Aku bangun dari tidurku namun tak sepenuhnya aku sadar dengan apa yang terjadi. Tulang-tulang ku serasa remuk, darah segar mengalir dari kepalaku. Kaki ku terhimpit oleh besi jok mobil, aku tak dapat menggerakannya. Lagu-lagu cinta nan indah masih kudengar dari hadset yang terpasang ditelingaku. Dengan lemah ku lepaskan hadset dari telingaku.  Lagu cinta yang baru saja menemani tidurku kini berubah menjadi suara-suara rintihan. Ada yang mengerang kesakitan, ada yang beristigfar dengan sangat lemah, dan terdengar tangisan anak kecil sambil memanggil-manggil ibunya. Aku mulai menyadari apa yang terjadi. Ingin rasanya ku sebut nama Allah namun yang terucap malah petikan lirik lagu cinta yang sepertinya begitu membekas di hatiku. Berulang kali ku coba namun tetap saja tak mampu aku mengucapakannya. Aku malah berulang kali mengucapkan syair-syair lagu cinta yang sekarang menjadi tak berguna. Ku lihat ke samping kananku. Bapak tua yang tadi berdiri disamping kanan ku bertumpuk bersama orang-orang yang mungkin telah menjadi mayat.

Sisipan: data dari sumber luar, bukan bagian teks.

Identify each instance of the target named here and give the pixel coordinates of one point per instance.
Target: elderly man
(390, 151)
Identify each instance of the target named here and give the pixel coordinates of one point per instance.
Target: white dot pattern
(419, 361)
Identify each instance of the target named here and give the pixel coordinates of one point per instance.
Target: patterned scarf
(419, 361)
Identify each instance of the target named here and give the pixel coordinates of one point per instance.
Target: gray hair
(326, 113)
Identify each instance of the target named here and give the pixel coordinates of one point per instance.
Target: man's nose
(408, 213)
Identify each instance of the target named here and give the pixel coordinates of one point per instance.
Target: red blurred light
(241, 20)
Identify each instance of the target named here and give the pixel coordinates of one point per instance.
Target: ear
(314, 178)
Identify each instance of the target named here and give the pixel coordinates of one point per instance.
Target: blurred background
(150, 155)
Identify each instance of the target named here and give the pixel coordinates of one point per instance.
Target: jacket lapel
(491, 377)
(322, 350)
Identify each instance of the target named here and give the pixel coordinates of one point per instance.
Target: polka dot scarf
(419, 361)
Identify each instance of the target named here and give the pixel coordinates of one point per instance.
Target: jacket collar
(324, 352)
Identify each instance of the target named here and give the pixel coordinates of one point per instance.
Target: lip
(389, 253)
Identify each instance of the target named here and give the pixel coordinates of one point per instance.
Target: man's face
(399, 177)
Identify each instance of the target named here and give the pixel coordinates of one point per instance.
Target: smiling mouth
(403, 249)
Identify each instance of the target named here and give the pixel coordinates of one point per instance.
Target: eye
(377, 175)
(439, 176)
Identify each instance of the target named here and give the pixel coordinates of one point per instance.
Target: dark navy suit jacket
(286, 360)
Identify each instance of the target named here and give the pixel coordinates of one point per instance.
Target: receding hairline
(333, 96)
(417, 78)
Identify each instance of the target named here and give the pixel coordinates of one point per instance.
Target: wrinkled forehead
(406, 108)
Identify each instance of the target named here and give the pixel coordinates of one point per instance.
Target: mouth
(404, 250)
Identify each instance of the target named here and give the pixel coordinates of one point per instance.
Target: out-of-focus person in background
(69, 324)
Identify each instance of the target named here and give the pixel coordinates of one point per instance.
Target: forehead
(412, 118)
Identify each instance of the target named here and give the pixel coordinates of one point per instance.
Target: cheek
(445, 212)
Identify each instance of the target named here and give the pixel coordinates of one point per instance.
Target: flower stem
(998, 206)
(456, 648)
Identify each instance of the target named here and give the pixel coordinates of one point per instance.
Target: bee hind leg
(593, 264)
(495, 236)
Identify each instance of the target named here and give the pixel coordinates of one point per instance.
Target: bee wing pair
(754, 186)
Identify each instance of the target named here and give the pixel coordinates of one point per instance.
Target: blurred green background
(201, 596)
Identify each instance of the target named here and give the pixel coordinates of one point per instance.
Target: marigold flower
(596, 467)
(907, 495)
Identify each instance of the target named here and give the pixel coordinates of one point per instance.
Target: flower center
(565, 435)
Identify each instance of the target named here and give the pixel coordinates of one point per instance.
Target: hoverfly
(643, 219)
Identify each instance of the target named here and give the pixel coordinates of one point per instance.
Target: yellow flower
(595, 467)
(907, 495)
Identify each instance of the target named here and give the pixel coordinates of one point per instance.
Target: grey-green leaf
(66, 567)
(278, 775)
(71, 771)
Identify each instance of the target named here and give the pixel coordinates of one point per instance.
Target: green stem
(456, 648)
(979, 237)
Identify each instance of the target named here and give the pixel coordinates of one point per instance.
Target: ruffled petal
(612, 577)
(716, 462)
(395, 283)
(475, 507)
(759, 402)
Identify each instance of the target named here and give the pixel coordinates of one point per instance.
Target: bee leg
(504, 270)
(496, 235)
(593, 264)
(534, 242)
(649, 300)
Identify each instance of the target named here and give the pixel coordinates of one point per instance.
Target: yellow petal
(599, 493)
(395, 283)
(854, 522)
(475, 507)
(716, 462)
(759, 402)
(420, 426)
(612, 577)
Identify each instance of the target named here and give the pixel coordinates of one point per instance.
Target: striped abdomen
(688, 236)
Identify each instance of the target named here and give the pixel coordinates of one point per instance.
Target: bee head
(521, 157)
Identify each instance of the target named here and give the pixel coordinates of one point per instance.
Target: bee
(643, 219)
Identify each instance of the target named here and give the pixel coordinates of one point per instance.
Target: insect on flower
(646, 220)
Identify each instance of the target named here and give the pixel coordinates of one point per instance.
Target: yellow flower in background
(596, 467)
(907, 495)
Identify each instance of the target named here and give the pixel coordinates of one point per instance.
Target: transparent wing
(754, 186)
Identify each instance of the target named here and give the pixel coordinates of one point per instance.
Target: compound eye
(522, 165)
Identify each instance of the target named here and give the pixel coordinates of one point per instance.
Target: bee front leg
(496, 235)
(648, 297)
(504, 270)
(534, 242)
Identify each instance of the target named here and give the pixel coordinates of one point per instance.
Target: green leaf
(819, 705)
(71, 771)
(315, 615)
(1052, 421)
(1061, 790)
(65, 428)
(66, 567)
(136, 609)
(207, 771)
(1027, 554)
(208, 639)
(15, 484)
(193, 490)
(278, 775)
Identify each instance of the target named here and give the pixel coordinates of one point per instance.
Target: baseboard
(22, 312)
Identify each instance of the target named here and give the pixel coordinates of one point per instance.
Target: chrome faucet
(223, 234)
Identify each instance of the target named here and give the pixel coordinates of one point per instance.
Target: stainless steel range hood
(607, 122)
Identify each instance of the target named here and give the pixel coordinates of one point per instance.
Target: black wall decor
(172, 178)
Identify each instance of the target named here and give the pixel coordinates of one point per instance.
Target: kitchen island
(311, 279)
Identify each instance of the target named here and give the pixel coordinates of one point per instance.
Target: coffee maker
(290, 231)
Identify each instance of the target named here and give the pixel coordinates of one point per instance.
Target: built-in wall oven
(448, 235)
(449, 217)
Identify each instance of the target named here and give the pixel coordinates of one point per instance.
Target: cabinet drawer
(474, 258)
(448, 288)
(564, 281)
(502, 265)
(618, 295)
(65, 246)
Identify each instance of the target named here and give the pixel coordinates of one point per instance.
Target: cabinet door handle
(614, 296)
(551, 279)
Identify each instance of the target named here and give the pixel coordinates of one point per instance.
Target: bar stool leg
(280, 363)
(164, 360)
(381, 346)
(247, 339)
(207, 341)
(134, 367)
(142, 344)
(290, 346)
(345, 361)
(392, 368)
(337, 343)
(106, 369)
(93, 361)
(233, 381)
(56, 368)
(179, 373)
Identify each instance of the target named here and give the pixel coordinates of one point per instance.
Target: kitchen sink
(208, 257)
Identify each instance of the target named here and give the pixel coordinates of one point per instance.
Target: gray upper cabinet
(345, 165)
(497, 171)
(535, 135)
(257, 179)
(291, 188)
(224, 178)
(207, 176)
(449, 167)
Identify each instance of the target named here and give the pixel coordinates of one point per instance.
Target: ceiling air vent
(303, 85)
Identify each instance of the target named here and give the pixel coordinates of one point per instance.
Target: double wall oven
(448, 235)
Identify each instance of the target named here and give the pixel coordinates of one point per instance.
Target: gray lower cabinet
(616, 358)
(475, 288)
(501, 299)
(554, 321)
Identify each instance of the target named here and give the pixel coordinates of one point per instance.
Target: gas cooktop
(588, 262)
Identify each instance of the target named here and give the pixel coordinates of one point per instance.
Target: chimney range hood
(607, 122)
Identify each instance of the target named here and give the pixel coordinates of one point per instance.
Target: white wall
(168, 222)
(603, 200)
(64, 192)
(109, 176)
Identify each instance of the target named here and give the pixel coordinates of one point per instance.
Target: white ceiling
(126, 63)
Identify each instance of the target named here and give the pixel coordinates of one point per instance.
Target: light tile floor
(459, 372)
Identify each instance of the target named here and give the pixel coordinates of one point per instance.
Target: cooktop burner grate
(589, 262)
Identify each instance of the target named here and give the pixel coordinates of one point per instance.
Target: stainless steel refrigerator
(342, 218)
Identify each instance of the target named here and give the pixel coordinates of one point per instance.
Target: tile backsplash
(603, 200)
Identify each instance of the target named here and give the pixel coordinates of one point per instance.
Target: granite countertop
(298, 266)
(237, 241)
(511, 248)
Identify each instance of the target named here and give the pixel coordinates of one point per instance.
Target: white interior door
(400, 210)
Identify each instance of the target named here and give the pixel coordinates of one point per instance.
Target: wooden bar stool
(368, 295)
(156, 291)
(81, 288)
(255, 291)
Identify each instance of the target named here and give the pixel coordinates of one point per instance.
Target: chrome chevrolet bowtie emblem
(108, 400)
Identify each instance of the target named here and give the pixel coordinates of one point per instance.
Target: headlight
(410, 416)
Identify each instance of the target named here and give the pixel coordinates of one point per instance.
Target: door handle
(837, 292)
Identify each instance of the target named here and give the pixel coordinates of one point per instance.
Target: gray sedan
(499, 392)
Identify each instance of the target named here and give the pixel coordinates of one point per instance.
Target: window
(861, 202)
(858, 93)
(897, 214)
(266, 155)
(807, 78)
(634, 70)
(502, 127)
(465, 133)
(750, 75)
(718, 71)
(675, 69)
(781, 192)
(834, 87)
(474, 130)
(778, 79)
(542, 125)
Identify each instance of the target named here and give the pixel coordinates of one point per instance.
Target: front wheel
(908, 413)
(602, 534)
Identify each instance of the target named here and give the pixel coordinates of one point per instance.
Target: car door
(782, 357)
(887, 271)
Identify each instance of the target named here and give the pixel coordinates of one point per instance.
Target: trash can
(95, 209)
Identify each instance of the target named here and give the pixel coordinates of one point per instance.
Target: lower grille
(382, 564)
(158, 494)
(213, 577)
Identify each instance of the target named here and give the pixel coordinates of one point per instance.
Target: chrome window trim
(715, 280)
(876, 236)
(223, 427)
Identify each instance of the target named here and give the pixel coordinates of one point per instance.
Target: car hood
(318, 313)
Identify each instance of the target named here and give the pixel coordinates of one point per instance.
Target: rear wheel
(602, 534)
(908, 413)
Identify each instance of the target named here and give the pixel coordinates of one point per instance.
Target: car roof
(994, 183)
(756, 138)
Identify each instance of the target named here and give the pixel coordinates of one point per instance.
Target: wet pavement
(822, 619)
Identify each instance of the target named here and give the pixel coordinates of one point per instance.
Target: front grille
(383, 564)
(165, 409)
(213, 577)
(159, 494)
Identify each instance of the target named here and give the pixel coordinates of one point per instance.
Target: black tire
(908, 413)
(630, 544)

Dia mengerang lemah. Lalu hening. Dari kepala sampai kakinya di penuhi oleh darah yang masih segar. Bau keringat, apek, serta minyak wangi yang tadi menusuk hidungku kini berganti menjadi bau amis dari darah-darah yang berceceran. Ku lihat ibu tua yang berada di samping kiriku. Aku terkejut melihatnya. Tak ada setetespun darah yang mengalir di kepalanya begitu pula di badannya ia masih terus memejamkan matanya sambil mengucapkan kalimat basmallah dengan begitu tenang.
Aku rasa nyawaku telah sampai pada batasnya. Tubuhku kian meregang, Rasa sakit yang menyiksaku semakin lama semakin menyakitkan. Darah segar di kepalaku bercucuran hingga membasahi bajuku. Kakiku yang terjepit besi jok kini telah menjadi mati rasa. Kini darah tidak hanya keluar dari kepalaku yang terluka tetapi juga keluar dari kedua lubang hidungku. Dadaku sesak luar biasa. Aku merasa sekujur tubuhku sakit tak terkira. Aku berusaha untuk menyebut nama Allah. Namun sekali lagi, hanya kata tak berguna yang keluar dari mulutku. Aku mengerang kesakitan lalu lidahku menjadi kelu dan kini semuanya hening.